Search code examples
datastage

DataStage and File Formats


Does anyone know how I can determine within a DataStage job if the input sequential file has EOL markers of MicroSoft or Unix such that it can direct the path through the rest of the job ? Thanks


Solution

  • If you just want to make sure you can read all the data regardless of the line endings, this might be useful to do it in one job instead of maintaining separate jobs for each DOS and UNIX files. So this answer does not match the exact question but might still be the answer.

    In the Sequential File Stage, you can define a filter sed 's/\r//' to convert DOS (Windows) line breaks (\r\n) to UNIX/Linux line breaks (\n).

    In the Format tab, define UNIX newline as Record delimiter.
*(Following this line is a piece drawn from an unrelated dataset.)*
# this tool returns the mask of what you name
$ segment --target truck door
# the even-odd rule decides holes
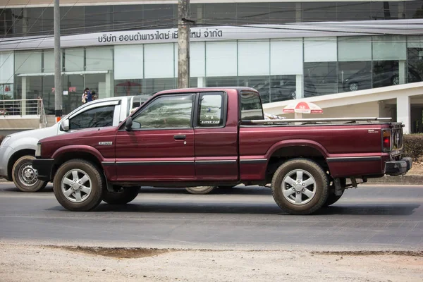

    Note that when defining a filter in a sequential file, it has some drawbacks:

    • The Option First Line is Column Names is not available when using a filter.
      • If your input file has column names in the first line, you need to remove it manually by extending the filter with a tail command: sed 's/\r//' | tail -n +2
    • The Option Report Progress is not available when using a filter.
    • You might want to set the type of the last column in your column definition as VarChar or NVarChar, I've seen strange behaviour defining fixed length types like NChar or Char as last column's type. Though I didn't do deeper research on this, but I believe it has to do with using a filter.

    Tested in DS 11.7.1